The front and rear range lights were built at the same time as the United States Life-Saving Station that was established on Plum Island in 1895-6, though the two stations would be separately administered until the US Lighthouse Service and USCG merged in 1939. The lights were originally lit in 1897 and are 1650 ft apart, aligned on a 330° bearing line to guide boats safely into the Porte des Morts Passage. The Plum Island front range light was originally identical to the front range light of the Baileys Harbor Range Lights, but was replaced by a modern skeletal light in 1964 and both lights were automated in 1969. The rear range light is the original tower and was added to the National Register of Historic Places in 1984, as the Plum Island Range Rear Light, reference number #84003659. The front light is directional, aligned on 330.5° true. The rear light is omnidirectional and is powered by an LED light. The original 4th order Fresnel lens was removed from the tower in 2015 and is on display at the Death's Door Maritime Museum in Gills Rock, WI.

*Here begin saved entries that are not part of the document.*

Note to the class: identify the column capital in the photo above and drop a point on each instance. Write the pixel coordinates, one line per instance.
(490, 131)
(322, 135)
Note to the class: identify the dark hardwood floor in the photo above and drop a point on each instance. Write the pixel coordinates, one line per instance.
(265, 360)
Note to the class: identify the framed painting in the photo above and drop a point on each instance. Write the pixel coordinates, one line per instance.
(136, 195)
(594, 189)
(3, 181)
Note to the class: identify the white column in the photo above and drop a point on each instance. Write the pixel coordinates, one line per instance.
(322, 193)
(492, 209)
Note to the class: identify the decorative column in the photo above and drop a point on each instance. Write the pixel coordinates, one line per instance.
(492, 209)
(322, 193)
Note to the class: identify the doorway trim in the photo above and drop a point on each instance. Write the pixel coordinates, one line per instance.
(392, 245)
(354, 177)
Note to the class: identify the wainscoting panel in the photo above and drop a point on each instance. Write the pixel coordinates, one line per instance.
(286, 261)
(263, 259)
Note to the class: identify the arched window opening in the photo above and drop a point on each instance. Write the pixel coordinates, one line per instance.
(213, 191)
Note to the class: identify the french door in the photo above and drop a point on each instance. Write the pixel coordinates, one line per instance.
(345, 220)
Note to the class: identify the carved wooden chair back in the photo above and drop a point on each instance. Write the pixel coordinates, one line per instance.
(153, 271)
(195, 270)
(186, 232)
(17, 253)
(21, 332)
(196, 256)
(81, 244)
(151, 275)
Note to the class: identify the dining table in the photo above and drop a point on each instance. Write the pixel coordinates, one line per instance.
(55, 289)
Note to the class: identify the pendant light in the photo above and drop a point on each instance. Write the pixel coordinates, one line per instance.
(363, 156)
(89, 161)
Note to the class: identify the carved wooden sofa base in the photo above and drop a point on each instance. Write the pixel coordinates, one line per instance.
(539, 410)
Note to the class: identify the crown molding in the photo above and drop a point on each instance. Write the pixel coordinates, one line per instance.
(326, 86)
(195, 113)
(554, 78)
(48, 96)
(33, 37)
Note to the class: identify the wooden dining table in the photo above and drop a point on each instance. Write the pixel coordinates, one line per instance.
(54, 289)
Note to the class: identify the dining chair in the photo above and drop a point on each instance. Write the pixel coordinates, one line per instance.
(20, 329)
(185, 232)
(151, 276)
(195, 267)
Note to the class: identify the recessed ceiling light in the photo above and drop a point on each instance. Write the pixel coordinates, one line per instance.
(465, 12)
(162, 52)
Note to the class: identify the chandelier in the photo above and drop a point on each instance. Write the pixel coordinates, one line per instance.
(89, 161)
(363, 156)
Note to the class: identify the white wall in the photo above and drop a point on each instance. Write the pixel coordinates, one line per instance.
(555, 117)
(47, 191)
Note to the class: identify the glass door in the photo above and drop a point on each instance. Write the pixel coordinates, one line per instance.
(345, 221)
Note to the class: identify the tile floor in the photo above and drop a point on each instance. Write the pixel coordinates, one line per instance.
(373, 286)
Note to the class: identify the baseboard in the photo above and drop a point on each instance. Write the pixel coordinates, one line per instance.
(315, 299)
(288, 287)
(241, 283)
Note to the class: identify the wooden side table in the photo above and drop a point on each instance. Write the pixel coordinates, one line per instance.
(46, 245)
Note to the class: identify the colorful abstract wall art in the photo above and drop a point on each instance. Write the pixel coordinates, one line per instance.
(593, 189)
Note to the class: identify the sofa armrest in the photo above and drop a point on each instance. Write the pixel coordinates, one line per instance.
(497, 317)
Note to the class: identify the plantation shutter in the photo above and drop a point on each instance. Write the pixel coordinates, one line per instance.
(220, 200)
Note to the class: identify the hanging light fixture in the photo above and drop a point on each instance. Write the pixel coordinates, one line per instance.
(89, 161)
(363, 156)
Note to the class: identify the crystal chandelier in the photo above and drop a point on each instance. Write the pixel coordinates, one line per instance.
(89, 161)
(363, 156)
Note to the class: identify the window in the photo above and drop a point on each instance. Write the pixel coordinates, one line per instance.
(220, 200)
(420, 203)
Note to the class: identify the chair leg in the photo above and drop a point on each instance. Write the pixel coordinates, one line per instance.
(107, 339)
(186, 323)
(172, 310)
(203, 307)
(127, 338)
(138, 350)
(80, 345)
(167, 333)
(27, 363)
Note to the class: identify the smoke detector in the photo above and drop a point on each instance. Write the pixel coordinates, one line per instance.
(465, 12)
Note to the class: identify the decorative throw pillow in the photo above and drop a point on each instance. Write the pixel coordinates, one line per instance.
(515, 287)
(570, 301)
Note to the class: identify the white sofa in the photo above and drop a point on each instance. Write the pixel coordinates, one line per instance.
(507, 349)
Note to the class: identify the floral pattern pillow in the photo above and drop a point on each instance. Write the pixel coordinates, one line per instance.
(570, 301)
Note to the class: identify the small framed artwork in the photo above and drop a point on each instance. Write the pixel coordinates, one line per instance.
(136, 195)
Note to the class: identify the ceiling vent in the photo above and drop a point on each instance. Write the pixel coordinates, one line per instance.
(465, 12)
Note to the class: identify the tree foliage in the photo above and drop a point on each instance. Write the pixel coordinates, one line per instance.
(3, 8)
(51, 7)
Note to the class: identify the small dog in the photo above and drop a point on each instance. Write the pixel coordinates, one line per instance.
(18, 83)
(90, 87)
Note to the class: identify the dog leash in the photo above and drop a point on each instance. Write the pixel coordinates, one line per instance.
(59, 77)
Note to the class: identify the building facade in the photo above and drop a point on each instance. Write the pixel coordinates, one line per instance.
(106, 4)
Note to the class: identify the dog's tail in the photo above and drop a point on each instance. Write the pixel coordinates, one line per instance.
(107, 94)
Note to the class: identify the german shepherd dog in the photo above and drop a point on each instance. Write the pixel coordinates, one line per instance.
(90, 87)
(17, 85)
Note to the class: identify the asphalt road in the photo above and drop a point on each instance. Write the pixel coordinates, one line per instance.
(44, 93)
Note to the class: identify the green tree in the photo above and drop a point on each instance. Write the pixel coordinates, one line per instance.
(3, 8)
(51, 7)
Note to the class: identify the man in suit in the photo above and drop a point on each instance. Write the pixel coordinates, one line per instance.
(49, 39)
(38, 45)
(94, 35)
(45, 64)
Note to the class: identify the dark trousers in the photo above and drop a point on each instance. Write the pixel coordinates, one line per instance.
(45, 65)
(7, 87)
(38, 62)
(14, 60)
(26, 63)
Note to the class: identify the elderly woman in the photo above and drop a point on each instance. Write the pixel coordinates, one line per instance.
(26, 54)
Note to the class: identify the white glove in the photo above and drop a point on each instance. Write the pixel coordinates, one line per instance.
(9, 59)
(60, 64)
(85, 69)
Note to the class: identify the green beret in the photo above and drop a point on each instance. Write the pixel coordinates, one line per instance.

Nearby Pilot Island and Plum Island were two of four Wisconsin properties turned over by the U.S. Coast Guard to the United States Bureau of Land Management. Large expenses for toxic waste-site environmental remediation were an impediment to transfers and restoration of the Plum Island site. Both islands were finally transferred to the United States Fish and Wildlife Service in 2007 and became part of the Green Bay National Wildlife Refuge. Significant numbers of nesting colonial birds are found on the islands.

The lighthouse keeper's house and Coast Guard station were listed as being among Wisconsin's ten most endangered historic properties in April 2000. All of the maritime structures on Plum Island were listed on the National Register of Historic Places in 2010. The Friends of Plum and Pilot Islands, Inc. have partnered with the United States Fish and Wildlife Service to restore the life-saving station and range lights on Plum Island.

==Getting there==

Upon taking control of the island, the United States Fish and Wildlife Service initially closed Plum Island to public access to "ensure necessary protection of ground nesting migratory birds." The island was opened to the public for seasonal day-time use in 2017. The island can be visited by private boat, kayak, or limited ferry from Gills Rock. Multiple hiking trails are available, however, buildings on the island are not generally accessible.